Our trip involved two MARTA trains and a mile walk through Inman and Candler Parks. Two of Atlanta’s neighborhoods with unique personalities. The weather held and eventually we rounded a corner to see the dinosaur statuary in the front of the museum. This is when Reed started humming the theme music from the movie Jurassic Park and didn’t stop for at least an hour.

It turned out that the mythical creatures exhibit was legitimate. Dragons, unicorn, topless mermaids and even bigfoot were recreated with explanations as to how people may have come to believe they were real. The reasoning was sound, found bones became dragons for example, except for the explanation for the origin of Bigfoot which, as everybody knows, always involves homemade moonshine and a huntin’t trip.

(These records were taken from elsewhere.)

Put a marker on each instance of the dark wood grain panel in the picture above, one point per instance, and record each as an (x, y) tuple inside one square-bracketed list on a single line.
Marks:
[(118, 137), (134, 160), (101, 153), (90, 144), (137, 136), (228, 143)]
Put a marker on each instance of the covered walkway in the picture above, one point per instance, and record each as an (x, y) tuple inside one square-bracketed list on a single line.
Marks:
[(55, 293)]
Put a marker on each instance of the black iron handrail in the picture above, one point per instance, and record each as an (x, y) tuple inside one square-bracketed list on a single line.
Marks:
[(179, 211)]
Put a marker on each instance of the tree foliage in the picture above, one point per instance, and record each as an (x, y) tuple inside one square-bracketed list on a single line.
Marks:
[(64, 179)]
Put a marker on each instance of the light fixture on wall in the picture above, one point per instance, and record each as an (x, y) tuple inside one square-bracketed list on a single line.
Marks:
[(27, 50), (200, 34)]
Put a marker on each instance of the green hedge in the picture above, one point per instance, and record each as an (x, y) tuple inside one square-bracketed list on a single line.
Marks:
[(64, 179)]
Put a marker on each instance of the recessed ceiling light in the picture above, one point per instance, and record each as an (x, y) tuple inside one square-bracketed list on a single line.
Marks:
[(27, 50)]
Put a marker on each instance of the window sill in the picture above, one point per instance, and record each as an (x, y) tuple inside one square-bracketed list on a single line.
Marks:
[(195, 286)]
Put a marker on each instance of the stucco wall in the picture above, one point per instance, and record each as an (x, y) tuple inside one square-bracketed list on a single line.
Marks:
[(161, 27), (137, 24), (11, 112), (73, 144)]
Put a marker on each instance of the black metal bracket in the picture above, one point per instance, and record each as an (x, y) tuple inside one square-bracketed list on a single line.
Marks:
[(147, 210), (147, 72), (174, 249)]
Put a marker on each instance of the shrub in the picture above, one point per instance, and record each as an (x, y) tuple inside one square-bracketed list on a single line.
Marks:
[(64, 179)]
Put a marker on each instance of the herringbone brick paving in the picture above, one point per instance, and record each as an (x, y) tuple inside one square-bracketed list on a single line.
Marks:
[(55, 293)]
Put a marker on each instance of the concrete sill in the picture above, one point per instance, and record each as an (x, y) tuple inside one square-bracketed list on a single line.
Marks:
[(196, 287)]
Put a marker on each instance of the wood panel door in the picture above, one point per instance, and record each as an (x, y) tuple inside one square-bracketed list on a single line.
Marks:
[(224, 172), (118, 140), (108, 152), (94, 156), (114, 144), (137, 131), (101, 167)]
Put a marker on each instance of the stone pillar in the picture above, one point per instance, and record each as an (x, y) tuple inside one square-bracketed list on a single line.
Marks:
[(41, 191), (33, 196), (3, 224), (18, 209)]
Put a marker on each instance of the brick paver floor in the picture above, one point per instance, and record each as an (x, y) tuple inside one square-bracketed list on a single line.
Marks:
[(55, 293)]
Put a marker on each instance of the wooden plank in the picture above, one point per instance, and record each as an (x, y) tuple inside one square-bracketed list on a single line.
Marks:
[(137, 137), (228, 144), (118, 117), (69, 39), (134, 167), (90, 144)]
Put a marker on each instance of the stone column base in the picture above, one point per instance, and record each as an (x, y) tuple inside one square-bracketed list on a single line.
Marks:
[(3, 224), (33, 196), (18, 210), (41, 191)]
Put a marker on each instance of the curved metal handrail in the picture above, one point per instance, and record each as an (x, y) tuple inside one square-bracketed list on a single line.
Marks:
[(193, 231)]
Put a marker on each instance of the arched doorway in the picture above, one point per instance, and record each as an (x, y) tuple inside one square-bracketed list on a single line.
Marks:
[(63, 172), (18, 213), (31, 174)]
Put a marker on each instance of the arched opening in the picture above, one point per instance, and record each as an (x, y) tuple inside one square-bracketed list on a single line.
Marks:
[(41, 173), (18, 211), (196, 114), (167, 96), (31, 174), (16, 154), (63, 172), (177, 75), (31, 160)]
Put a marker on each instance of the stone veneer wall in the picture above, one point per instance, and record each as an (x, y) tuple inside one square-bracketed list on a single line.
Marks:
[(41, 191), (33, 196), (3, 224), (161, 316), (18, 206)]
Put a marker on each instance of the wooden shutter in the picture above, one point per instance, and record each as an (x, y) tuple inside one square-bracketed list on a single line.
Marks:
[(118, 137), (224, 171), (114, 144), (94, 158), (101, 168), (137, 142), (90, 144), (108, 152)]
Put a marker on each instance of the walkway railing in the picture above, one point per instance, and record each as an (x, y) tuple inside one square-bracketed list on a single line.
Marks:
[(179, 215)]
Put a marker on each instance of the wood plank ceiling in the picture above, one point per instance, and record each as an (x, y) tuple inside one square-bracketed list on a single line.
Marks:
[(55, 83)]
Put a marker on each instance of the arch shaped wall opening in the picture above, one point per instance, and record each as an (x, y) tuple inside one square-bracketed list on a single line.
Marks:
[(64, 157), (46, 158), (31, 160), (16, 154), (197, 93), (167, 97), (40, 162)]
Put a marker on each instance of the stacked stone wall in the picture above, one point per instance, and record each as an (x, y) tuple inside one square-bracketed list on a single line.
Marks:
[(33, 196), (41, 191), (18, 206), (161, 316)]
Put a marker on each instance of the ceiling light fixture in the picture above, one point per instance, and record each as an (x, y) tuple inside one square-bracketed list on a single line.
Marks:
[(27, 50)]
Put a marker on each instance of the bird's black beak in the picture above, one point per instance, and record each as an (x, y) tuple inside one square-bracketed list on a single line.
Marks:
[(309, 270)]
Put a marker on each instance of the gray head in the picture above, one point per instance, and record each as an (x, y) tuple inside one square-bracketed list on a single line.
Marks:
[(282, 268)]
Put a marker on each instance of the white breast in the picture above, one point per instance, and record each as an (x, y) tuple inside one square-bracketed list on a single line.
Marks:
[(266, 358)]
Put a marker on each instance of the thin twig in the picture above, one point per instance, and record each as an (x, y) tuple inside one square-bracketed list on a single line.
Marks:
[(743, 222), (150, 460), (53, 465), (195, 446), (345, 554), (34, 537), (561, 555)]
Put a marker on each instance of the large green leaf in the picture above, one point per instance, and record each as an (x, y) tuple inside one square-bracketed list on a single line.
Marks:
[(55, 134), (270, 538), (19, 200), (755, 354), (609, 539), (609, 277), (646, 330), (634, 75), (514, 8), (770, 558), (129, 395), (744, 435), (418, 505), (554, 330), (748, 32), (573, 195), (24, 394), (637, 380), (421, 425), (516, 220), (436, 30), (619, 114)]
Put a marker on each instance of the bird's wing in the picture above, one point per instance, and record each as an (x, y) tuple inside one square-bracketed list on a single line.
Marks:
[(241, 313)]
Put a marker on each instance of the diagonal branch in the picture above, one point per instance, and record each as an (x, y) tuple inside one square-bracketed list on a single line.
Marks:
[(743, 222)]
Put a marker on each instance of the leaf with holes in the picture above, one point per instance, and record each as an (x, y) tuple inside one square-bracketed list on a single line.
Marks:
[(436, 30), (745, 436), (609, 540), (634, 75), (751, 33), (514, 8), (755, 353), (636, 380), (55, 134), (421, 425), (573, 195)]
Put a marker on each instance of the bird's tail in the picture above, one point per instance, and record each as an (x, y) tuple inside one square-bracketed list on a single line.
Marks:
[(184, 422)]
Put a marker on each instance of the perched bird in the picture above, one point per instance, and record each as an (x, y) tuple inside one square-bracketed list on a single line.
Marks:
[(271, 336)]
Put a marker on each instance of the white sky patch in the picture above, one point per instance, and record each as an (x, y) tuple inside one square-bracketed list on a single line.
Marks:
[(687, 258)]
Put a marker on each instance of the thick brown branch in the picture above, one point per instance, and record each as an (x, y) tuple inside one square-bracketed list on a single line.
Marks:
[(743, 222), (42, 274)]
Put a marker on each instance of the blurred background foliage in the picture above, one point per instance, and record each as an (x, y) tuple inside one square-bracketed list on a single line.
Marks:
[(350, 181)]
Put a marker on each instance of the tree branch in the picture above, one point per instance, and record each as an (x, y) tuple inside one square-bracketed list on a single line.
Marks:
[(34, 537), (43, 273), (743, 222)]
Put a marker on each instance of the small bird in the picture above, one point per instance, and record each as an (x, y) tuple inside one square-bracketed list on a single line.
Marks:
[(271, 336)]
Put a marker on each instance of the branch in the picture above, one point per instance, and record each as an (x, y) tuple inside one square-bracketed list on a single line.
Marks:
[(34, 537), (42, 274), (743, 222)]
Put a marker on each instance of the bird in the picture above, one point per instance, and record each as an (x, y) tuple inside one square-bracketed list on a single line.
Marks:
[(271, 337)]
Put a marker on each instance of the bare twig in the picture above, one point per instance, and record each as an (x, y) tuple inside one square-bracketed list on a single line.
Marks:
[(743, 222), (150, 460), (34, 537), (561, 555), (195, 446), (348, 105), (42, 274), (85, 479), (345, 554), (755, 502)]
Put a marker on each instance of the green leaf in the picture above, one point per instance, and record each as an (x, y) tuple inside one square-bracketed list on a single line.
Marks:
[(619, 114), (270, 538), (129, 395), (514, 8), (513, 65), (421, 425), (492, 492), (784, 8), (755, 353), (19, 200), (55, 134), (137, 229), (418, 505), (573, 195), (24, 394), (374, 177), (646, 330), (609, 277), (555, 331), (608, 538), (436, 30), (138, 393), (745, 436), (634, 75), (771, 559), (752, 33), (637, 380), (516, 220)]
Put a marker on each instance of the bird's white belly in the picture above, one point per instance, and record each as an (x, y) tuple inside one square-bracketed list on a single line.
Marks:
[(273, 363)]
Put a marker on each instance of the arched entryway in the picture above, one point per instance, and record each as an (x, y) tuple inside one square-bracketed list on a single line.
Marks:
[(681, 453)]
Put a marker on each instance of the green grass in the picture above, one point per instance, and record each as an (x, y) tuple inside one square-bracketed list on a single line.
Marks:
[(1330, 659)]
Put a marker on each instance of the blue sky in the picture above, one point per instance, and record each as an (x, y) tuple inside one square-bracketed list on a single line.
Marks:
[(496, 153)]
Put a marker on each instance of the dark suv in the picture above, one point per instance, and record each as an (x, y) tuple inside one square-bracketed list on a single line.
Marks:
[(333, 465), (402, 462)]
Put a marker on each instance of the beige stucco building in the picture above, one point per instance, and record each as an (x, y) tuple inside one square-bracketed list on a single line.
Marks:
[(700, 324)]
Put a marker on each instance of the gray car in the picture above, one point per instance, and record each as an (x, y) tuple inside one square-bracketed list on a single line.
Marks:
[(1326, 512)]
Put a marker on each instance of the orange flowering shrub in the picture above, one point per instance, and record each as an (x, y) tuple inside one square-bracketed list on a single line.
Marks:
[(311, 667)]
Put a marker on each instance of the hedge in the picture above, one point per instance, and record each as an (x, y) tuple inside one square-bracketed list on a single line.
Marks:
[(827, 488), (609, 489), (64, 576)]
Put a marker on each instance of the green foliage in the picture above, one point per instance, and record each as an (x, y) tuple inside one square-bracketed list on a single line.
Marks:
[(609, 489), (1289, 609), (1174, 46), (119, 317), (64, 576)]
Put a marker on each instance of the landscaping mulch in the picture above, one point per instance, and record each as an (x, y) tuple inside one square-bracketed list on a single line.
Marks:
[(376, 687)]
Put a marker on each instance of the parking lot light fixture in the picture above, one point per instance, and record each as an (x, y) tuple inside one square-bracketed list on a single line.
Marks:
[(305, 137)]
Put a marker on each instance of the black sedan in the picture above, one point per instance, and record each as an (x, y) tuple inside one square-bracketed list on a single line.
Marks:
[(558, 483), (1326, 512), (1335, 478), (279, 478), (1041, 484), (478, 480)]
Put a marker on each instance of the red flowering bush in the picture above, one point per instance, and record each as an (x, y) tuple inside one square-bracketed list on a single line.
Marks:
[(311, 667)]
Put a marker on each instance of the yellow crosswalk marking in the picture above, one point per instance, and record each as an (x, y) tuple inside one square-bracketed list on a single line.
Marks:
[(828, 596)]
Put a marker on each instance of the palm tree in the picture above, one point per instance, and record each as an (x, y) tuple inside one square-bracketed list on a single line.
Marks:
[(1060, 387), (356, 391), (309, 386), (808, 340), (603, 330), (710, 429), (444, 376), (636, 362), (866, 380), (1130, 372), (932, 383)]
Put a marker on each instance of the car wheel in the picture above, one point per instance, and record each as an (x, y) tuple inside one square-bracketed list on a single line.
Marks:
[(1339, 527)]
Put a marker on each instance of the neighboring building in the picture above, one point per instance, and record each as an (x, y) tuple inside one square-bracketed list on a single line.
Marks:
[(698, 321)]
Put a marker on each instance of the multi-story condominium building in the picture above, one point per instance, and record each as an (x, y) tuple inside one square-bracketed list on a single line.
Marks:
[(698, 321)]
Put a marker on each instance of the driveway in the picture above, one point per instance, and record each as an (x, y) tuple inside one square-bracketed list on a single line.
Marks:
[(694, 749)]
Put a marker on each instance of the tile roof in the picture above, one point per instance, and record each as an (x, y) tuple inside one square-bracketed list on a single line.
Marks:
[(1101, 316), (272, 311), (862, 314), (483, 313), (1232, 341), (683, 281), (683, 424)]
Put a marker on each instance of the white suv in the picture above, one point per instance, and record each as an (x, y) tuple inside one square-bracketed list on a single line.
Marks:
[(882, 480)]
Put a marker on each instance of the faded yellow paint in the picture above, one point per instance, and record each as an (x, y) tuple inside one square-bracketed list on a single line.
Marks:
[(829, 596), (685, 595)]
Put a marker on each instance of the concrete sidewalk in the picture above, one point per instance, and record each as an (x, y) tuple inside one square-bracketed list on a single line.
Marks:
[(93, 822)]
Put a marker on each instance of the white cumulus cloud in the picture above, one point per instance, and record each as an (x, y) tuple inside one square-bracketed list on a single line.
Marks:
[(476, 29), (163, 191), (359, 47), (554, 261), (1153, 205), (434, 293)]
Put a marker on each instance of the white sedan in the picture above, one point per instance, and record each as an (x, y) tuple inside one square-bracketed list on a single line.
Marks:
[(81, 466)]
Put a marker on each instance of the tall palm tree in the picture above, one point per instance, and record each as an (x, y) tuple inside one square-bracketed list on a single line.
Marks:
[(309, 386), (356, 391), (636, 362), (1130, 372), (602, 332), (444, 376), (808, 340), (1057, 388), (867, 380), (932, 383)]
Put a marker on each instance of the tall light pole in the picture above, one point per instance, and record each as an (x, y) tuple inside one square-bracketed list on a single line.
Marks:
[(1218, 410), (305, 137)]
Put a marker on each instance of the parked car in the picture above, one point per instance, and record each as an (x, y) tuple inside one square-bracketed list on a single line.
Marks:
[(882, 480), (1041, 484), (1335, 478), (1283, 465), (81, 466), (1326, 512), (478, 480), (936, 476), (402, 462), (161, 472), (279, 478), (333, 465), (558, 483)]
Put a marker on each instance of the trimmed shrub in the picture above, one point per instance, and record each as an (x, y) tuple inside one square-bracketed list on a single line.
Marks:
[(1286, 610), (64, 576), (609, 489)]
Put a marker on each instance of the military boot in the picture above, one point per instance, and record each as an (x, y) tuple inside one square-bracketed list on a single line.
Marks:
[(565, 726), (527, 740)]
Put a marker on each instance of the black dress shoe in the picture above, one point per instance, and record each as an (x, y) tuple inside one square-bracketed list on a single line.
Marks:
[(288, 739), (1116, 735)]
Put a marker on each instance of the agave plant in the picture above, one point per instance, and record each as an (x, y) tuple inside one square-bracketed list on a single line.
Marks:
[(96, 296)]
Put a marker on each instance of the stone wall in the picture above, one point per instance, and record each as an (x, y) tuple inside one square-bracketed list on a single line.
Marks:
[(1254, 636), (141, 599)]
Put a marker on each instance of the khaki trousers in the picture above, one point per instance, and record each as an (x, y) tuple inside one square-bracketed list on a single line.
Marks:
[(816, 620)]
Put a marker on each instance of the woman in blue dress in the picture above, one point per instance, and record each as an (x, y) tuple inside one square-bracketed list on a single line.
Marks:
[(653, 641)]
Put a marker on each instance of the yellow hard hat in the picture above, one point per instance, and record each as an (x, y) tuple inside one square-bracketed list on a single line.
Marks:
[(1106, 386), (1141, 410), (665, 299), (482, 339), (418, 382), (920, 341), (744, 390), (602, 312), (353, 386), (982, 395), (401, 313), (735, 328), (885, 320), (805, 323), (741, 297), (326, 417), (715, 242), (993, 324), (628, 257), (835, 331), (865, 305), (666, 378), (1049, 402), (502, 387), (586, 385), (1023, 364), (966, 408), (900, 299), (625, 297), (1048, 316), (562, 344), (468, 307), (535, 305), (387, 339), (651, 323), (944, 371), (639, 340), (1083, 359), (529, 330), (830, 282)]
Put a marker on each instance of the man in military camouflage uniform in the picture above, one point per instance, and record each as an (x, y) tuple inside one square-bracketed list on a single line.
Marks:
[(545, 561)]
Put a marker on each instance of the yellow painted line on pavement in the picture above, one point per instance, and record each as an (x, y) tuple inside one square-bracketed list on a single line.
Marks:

The permanent exhibit is what I’ve come to expect from a modern Natural History Museum. Enter the building and soon you’ll be in a large atrium in the presence of a Tyrannosaurus Rex skeleton hanging from the ceiling. He will be posed to either look like he’s about to eat you or about to eat the skeleton of what is supposed to have been his prey. In the case of the Fernbank the resident T-rex is attacking an impressive Brachiosaurus. Pterodactil skeletons also hung in the upper reaches of the of the atrium like unfinished model airplanes.

Past the giant dinosaurs are glass cases with examples of the local fauna. The animals are stuffed, mounted and arranged to represent what a peaceful day in their lives would have looked like. The expressions on their faces are all calm and serene when I expect them to look surprised that they’re about to be shot and put in a museum.

Somewhere past the animals is usually an exhibit of the people who lived in the area before it was “discovered” and cleansed of their presence. The Ferbank delivered and, because this is Atlanta, the part of history between happily making pottery and weaving cloth from local plants and not being here was left out. Maybe it was too hard to display Native Americans that didn’t look surprised that they’re about to be shot.

On the way out we, of course, went to the gift shop. I’ve found that Museum gift shops can sometimes be a good place to find unique gifts. A metal replica of an otter skull made into a bottle opener, a coffee cup in the style of native pottery or the paws of various swamp animals with hardware added so they can be made into coat hooks are good examples.

This shop tended toward the more mundane. Plastic replicas of animals that could have easy been bought at the mall and books that were obviously aimed at the guests visiting from out of state and meant to purvey local color. The book “Grits, Grits, Grits” for example and “What’d I Kill” which was a guide to the carcasses that litter the hiways of The South.